In 1961, she first played at Wimbledon as a young tennis player with the name of Billie Jean Moffat. Her aggressiveness on the tennis court made her favorite of her audiences. Billie once said, “Tennis is a perfect combination of violent action taking place in an atmosphere of total tranquility.”
In total, she played 265 matches for 23 years in singles, doubles as well as mixed doubles at Wimbledon. During her career, she represented herself as the strongest female tennis player and kept campaigning for the recognition of female tennis players. In 1990, Life Magazine enlisted her as one of the “100 most influential Americans of the 20th Century”; in 2009, she was awarded the Presidential Medal of Freedom; and in 1994, she was ranked No. 5 on Sports Illustrated’s “Top 40 Athletes” list for her significant contribution to tennis. After retirement, she has been actively working for GBLT and promoting Gay and Lesbian rights in the United States.
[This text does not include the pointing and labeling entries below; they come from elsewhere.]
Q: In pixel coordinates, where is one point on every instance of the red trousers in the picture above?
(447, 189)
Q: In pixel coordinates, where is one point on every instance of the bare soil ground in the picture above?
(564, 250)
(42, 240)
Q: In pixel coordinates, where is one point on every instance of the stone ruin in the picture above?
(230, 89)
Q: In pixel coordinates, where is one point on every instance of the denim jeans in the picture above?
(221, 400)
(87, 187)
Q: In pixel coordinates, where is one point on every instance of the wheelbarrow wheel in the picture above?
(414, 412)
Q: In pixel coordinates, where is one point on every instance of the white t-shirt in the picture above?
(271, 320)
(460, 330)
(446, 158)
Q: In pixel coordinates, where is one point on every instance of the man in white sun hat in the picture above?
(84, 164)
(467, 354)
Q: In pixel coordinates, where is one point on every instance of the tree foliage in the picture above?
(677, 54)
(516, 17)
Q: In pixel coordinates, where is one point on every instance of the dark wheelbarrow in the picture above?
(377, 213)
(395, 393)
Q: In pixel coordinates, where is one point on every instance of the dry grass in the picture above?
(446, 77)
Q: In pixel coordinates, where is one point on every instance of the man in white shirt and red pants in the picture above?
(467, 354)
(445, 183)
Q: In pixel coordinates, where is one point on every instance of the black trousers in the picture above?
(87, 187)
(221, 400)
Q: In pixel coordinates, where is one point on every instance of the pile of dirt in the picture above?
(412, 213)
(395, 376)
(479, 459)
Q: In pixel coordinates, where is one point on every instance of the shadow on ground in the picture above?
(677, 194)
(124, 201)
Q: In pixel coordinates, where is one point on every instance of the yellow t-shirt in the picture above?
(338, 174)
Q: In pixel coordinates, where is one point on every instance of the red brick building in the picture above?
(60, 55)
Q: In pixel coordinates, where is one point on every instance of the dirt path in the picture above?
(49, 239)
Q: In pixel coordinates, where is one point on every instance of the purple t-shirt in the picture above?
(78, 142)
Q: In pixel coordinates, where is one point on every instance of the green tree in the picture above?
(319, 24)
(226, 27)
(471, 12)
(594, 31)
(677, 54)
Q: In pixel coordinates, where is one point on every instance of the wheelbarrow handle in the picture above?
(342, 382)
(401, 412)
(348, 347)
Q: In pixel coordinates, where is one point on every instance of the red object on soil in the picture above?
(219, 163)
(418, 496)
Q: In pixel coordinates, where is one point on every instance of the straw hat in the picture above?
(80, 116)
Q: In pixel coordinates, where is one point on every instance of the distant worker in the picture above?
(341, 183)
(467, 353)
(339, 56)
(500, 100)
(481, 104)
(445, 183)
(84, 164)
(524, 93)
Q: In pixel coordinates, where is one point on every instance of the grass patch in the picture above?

She’s also associated with the Women’s sport foundation as well as the Elton John AIDS campaign.
Billie Jean king quotes:
“I will tell you King’s First Law of Recognition: You never get it when you want it, and then when it comes, you get too much.”
“Sports teaches you character, it teaches you to play by the rules, it teaches you to know what it feels like to win and lose-it teaches you about life.”
“Women’s sports is still in its infancy. The beginning of women’s sports in the United States started in 1972, with the passage of Title 9 for girls to finally get athletic scholarships.”